Nosrati, Kazem; Akbari-Mahdiabad, Mojtaba; Ayoubi, Shamsollah; Degos, Emilie; Koubansky, Axel; Coquatrix, Quentin; Pulley, Simon; Collins, Adrian L.
Afiliação
  • Nosrati K; Department of Physical Geography, School of Earth Sciences, Shahid Beheshti University, Tehran, 1983969411, Iran. k_nosrati@sbu.ac.ir.
  • Akbari-Mahdiabad M; Department of Physical Geography, School of Earth Sciences, Shahid Beheshti University, Tehran, 1983969411, Iran.
  • Ayoubi S; Department of Soil Science, College of Agriculture, Isfahan University of Technology, Isfahan, 8415683111, Iran.
  • Degos E; Sustainable Agriculture Sciences Department, Rothamsted Research, North Wyke, Okehampton, EX20 2SB, UK.
  • Koubansky A; Sustainable Agriculture Sciences Department, Rothamsted Research, North Wyke, Okehampton, EX20 2SB, UK.

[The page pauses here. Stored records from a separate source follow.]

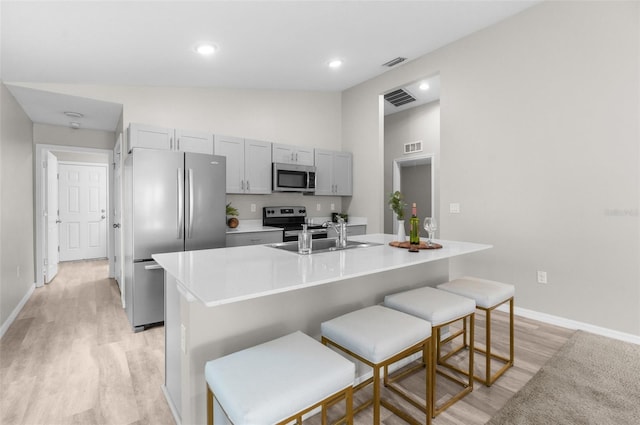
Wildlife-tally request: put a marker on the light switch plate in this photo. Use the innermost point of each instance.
(542, 276)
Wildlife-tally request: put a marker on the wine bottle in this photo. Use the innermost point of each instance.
(414, 226)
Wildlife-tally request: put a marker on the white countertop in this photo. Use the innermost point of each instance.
(227, 275)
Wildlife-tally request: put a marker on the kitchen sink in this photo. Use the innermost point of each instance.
(323, 245)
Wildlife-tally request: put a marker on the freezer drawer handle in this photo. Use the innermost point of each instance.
(180, 202)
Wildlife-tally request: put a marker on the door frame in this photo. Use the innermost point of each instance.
(41, 151)
(398, 163)
(107, 212)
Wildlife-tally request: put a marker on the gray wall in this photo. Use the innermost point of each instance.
(419, 123)
(540, 146)
(16, 197)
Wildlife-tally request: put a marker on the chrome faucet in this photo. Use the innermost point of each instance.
(341, 230)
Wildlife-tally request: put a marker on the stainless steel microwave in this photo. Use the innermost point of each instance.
(293, 178)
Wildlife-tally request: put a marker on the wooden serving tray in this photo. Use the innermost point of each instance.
(407, 245)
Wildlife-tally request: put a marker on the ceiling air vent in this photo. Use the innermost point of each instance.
(399, 97)
(394, 62)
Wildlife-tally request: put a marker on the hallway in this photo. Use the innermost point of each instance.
(71, 357)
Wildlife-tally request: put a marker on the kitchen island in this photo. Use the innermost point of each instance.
(223, 300)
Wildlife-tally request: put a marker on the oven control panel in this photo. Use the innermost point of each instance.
(274, 212)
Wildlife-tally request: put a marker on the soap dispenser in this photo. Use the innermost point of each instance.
(304, 241)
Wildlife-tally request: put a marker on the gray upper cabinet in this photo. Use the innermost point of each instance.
(290, 154)
(152, 137)
(333, 173)
(248, 164)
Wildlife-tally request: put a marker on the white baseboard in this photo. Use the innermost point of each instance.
(172, 407)
(16, 311)
(572, 324)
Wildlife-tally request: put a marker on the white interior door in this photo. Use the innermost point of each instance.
(83, 211)
(52, 221)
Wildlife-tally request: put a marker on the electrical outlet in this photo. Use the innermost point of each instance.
(542, 277)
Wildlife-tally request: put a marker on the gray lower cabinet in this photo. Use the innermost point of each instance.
(352, 230)
(253, 238)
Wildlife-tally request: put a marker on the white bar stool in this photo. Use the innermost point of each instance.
(441, 308)
(279, 381)
(378, 337)
(488, 295)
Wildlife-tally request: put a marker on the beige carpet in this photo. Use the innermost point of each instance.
(591, 380)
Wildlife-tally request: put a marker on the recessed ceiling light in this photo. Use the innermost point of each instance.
(206, 49)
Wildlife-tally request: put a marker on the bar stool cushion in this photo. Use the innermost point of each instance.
(376, 333)
(431, 304)
(267, 383)
(487, 293)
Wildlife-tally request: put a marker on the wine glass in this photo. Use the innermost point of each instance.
(430, 226)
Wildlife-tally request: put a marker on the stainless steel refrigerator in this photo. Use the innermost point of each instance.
(173, 201)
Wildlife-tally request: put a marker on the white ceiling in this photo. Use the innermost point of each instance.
(279, 45)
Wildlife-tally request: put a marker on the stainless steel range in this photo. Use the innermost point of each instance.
(291, 220)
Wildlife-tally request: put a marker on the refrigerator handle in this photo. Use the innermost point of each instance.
(190, 186)
(180, 202)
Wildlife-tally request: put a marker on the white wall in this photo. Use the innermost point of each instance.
(294, 117)
(540, 146)
(16, 212)
(310, 119)
(65, 136)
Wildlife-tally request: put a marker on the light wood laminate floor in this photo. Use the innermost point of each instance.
(71, 358)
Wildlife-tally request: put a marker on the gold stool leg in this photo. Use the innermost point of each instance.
(511, 332)
(488, 347)
(209, 406)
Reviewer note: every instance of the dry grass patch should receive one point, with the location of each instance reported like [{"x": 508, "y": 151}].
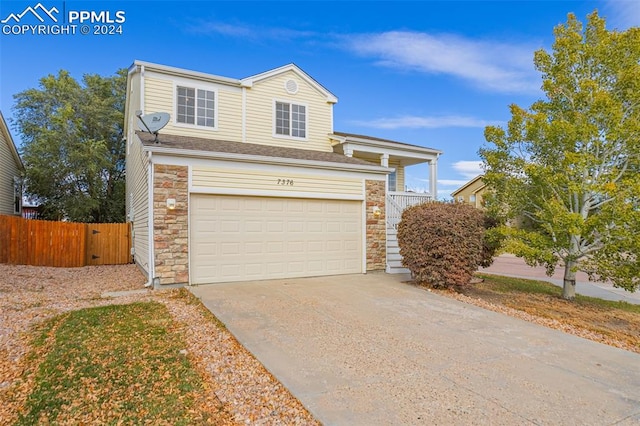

  • Coquatrix Q; Sustainable Agriculture Sciences Department, Rothamsted Research, North Wyke, Okehampton, EX20 2SB, UK.
  • Pulley S; Sustainable Agriculture Sciences Department, Rothamsted Research, North Wyke, Okehampton, EX20 2SB, UK.
  • Collins AL; Sustainable Agriculture Sciences Department, Rothamsted Research, North Wyke, Okehampton, EX20 2SB, UK.
Environ Sci Pollut Res Int ; 27(25): 31578-31594, 2020 Sep.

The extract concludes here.